Hoge Raad, 10-11-1993, ZC5501, 28512
Hoge Raad, 10-11-1993, ZC5501, 28512
Gegevens
- Instantie
- Hoge Raad
- Datum uitspraak
- 10 november 1993
- Datum publicatie
- 8 april 2013
- Zaaknummer
- 28512
- Relevante informatie
- Internationaal Verdrag inzake burgerrechten en politieke rechten, New York, 16-12-1966 [Tekst geldig vanaf 11-03-1979] art. 26, Successiewet 1956 [Tekst geldig vanaf 01-01-2023 tot 01-01-2024] art. 24, Successiewet 1956 [Tekst geldig vanaf 01-01-2023 tot 01-01-2024] art. 25, Successiewet 1956 [Tekst geldig vanaf 01-01-2023 tot 01-01-2024] art. 32, 25 SW, 24 SW (oud), 25 SW (oud), 26 SW (oud), 32 SW (oud)
Uitspraak
ARREST
gewezen op het beroep in cassatie van de Staatssecretaris van Financiën tegen de uitspraak van het Gerechtshof te Arnhem van 9 oktober 1991 betreffende de aan X en X-Y, beiden wonende te Z opgelegde aanslag in het recht van successie ter zake van hun verkrijging uit de nalatenschap van AX, overleden te Q op 15 januari 1988.

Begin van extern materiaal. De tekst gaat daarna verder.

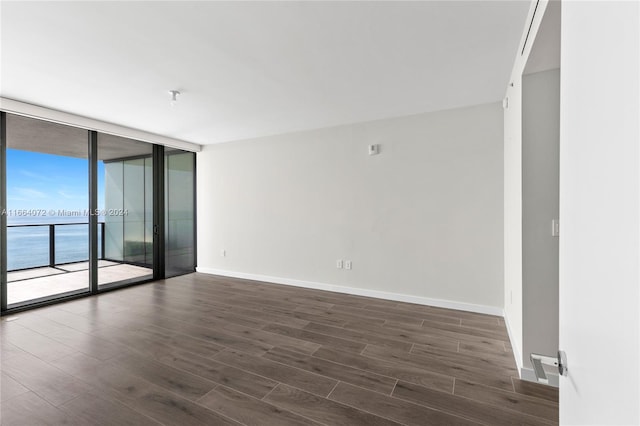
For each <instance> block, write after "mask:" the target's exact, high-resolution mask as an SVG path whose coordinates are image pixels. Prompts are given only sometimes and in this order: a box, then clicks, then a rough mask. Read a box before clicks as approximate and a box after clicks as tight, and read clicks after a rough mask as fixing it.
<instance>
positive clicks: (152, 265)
mask: <svg viewBox="0 0 640 426" xmlns="http://www.w3.org/2000/svg"><path fill="white" fill-rule="evenodd" d="M152 154H153V145H151V144H148V143H144V142H138V141H134V140H131V139H125V138H121V137H117V136H111V135H106V134H102V133H100V134H98V168H97V171H98V210H99V212H100V214H99V216H98V229H99V233H104V254H103V255H102V256H101V257H100V259H99V260H98V285H99V286H114V285H123V284H131V283H134V282H139V281H144V280H149V279H151V278H153V229H154V226H153V225H154V224H153V158H152Z"/></svg>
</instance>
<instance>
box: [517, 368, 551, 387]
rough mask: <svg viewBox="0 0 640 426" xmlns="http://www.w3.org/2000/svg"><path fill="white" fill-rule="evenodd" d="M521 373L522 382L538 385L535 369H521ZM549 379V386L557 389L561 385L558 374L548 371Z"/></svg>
mask: <svg viewBox="0 0 640 426" xmlns="http://www.w3.org/2000/svg"><path fill="white" fill-rule="evenodd" d="M519 372H520V378H521V379H522V380H527V381H529V382H535V383H538V380H537V379H536V375H535V373H534V372H533V369H531V368H520V369H519ZM547 378H548V379H549V386H553V387H556V388H557V387H558V386H559V385H560V376H558V375H557V374H553V373H549V372H548V371H547Z"/></svg>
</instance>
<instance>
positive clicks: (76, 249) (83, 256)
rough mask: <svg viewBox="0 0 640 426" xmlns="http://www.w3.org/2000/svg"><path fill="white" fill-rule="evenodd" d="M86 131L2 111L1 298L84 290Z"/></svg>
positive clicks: (86, 210)
mask: <svg viewBox="0 0 640 426" xmlns="http://www.w3.org/2000/svg"><path fill="white" fill-rule="evenodd" d="M87 158H88V132H87V131H86V130H81V129H77V128H74V127H68V126H63V125H60V124H53V123H49V122H44V121H39V120H35V119H30V118H25V117H20V116H14V115H11V114H8V115H7V157H6V159H7V180H6V190H7V212H6V213H7V265H6V267H7V305H8V307H9V308H11V307H16V306H20V305H24V304H28V303H31V302H34V301H45V300H49V299H53V298H57V297H60V296H63V295H68V294H76V293H83V292H88V290H89V274H88V259H89V250H88V247H89V245H88V244H89V225H88V192H89V188H88V168H89V162H88V159H87Z"/></svg>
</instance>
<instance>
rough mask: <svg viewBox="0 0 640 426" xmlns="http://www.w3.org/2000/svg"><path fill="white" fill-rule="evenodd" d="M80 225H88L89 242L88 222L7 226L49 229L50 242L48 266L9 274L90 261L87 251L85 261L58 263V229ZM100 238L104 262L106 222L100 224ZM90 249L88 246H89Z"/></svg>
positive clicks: (98, 235) (48, 238) (38, 266)
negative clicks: (57, 233)
mask: <svg viewBox="0 0 640 426" xmlns="http://www.w3.org/2000/svg"><path fill="white" fill-rule="evenodd" d="M78 225H86V226H87V242H88V237H89V230H88V225H89V224H88V223H87V222H70V223H46V224H45V223H41V224H38V223H35V224H31V223H30V224H16V225H7V228H8V230H9V229H15V228H43V227H46V228H47V229H48V241H49V250H48V252H49V256H48V258H49V263H48V265H47V264H36V265H29V266H26V267H24V268H13V269H9V270H7V272H13V271H18V270H22V269H31V268H38V267H46V266H49V267H55V266H56V265H60V264H63V263H72V262H83V261H85V262H86V261H88V260H89V256H88V251H87V257H86V258H83V259H72V260H70V261H68V262H62V263H58V261H57V260H56V228H57V227H61V226H78ZM98 227H99V228H98V231H99V232H98V238H99V239H100V250H99V254H98V258H99V259H100V260H104V258H105V257H104V252H105V232H104V231H105V224H104V222H98ZM87 247H88V245H87Z"/></svg>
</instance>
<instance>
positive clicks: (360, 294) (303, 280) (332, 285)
mask: <svg viewBox="0 0 640 426" xmlns="http://www.w3.org/2000/svg"><path fill="white" fill-rule="evenodd" d="M196 271H197V272H201V273H204V274H210V275H220V276H224V277H232V278H243V279H248V280H255V281H264V282H268V283H274V284H284V285H290V286H294V287H303V288H311V289H315V290H325V291H333V292H336V293H344V294H351V295H355V296H366V297H373V298H376V299H386V300H393V301H396V302H407V303H415V304H418V305H425V306H434V307H438V308H446V309H456V310H460V311H467V312H474V313H479V314H487V315H497V316H500V317H504V311H503V310H502V308H499V307H496V306H488V305H476V304H473V303H466V302H456V301H453V300H444V299H432V298H429V297H422V296H413V295H410V294H402V293H391V292H386V291H380V290H370V289H366V288H357V287H348V286H343V285H336V284H328V283H320V282H313V281H304V280H298V279H292V278H284V277H274V276H269V275H261V274H252V273H246V272H236V271H228V270H223V269H216V268H208V267H198V268H196ZM509 337H511V336H509Z"/></svg>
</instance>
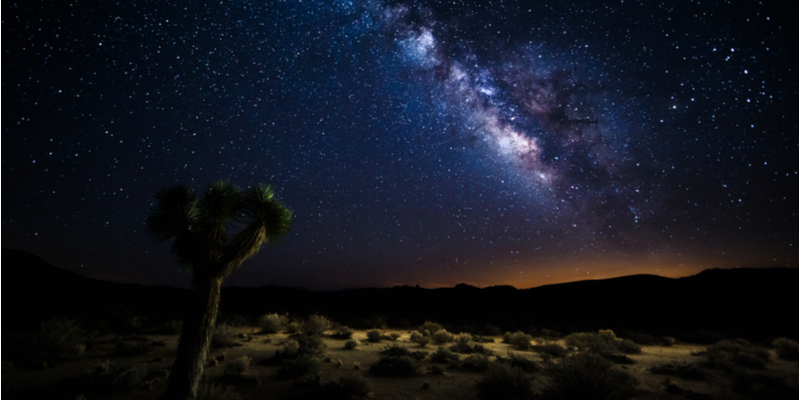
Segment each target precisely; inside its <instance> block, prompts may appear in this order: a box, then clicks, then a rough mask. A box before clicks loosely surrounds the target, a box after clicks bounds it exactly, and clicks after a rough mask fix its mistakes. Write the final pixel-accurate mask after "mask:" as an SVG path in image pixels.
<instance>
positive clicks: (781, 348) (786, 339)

1. Aanslag, bezwaar en geding voor het Hof
Aan belanghebbenden is ter zake van hun verkrijging uit voormelde nalatenschap een aanslag in het recht van successie opgelegd tot een bedrag van f 88.403 welke aanslag, na daartegen gemaakt bezwaar, bij uitspraak van de Inspecteur is gehandhaafd.
Belanghebbenden zijn van de uitspraak van de Inspecteur in beroep gekomen bij het Hof.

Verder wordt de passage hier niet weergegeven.